Komplettiert wird der Laufradsatz durch die von Ryde speziell für Tune produzierte Aluminium Felge. Diese ist asymmetrisch aufgebaut. Dadurch erhält man auf der linken und rechten Seite den gleichen Winkel und damit die gleiche Speichenspannung, was wiederum zu einem steiferen sowie stabilerem Laufrad führt. Die Felge besitzt eine Innenweite von 29,8 mm wodurch der Reifen breit abgestützt wird und dadurch mit etwas weniger Luftdruck gefahren werden kann, was wiederum in mehr Grip resultiert. Gewichtsmäßig bringt die Felge 560 g auf die Waage.
Felgendaten
Höhe | 20,5 mm |
Außenbreite | 34,0 mm |
Innenbreite | 29,8 mm |
ERD | 553 mm (650b), 591 mm (29“) |
max.
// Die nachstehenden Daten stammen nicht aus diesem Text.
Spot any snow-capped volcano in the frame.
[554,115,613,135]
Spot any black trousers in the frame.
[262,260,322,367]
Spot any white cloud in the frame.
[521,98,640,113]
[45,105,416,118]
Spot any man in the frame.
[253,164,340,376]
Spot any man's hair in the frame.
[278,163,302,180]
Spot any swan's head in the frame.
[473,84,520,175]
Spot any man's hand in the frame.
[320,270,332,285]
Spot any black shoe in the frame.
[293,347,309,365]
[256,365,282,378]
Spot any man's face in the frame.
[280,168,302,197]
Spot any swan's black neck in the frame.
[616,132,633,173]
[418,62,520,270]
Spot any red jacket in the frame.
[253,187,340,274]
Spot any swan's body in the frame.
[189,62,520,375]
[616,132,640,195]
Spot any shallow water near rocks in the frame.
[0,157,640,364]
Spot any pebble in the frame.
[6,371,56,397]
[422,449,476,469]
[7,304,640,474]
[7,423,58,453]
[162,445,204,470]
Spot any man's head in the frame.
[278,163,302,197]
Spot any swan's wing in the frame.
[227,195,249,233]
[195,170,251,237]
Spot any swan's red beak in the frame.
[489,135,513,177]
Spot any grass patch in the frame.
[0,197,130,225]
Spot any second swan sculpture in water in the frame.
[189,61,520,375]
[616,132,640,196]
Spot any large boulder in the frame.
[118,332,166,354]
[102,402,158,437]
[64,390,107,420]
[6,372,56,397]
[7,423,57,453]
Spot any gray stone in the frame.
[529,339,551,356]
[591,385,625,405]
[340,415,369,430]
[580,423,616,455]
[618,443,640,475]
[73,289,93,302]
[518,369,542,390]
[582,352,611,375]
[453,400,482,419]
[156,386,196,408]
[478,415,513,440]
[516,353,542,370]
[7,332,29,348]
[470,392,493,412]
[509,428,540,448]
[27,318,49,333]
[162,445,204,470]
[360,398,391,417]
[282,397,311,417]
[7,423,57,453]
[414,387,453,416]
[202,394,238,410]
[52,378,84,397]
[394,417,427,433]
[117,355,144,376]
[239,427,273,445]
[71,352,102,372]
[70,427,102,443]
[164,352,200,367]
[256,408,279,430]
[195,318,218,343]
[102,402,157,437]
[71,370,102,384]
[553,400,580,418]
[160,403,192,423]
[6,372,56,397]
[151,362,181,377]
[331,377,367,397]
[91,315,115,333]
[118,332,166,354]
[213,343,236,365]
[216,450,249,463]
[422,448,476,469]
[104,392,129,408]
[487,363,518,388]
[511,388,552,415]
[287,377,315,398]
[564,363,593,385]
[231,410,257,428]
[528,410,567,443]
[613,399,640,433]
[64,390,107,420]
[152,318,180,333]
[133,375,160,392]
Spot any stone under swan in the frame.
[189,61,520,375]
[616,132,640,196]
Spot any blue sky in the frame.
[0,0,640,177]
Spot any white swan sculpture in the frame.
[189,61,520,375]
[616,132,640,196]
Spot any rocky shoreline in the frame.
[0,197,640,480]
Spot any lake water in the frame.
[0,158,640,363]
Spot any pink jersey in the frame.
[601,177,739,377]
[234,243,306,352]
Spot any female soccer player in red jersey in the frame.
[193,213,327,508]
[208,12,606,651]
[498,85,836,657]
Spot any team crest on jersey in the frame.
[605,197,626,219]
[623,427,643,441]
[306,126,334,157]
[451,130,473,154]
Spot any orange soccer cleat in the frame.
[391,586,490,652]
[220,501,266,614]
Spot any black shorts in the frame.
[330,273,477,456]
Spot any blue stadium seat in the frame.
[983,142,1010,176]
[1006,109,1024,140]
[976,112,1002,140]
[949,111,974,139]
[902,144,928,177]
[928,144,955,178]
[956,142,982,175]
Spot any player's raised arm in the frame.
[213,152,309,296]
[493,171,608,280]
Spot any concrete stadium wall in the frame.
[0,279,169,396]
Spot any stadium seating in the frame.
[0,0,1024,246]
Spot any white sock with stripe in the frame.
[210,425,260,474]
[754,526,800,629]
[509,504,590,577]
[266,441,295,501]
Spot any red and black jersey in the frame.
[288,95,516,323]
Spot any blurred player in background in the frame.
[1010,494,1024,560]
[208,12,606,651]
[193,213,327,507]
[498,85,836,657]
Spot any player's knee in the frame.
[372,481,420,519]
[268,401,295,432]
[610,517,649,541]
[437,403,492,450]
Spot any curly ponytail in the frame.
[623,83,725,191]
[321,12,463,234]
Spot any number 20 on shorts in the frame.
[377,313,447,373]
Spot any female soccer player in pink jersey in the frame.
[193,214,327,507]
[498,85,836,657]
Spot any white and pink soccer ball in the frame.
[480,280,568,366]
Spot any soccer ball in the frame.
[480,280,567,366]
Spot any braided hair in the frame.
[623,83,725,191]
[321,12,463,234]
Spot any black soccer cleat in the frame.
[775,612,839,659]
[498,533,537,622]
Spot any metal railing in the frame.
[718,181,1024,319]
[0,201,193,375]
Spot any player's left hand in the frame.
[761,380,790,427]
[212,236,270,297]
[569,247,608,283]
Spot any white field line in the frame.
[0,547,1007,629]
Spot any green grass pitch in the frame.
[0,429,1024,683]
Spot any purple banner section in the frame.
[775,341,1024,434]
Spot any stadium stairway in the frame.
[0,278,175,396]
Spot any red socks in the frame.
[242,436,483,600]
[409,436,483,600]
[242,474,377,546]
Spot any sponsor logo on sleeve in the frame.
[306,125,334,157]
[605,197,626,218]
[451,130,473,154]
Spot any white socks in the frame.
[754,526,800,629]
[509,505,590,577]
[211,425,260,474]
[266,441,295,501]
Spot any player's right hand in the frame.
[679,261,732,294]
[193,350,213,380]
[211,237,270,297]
Reifenluftdruck | 45 psi / 3,0 bar |
Reifenbreiten | 2,2 – 2,8“ |
Gewicht (+- 5%) | 525 g (650b), 560 g (29“) |
Gewichtsmäßig brachte unser Laufradsatz inklusive Tubelessband und Ventil 1860 Gramm auf die Waage, wobei 880 Gramm auf das vordere und 980 Gramm auf das hintere Laufrad fallen. Preislich ruft Tune eine UVP von 884,00 € auf.
Montage
Verbaut haben wir den Laufradsatz in unserem Trek Slash. Am Vorderrad haben wir die Magic Mary von Schwalbe in 29 x 2,35“ aufgezogen und am Hinterrad den Hans Dampf – ebenfalls in 29 x 2,35“. Die Montage der Reifen ging leicht von der Hand und mit Hilfe des Tire Boosters von Schwalbe sprangen die Reifen leicht in die gewünschte Position. Mit einer Innenbreite von 29,8 mm befindet sich die Felge in guter Gesellschaft und fällt nach heutigen Idealen im Endurosport normal aus. Der Reifen wird dadurch schön breit abgestützt, so dass sich die Gefahr des sogenannten Burpings deutlich verringert.
Wie schlägt sich der Endurorider auf dem Trail?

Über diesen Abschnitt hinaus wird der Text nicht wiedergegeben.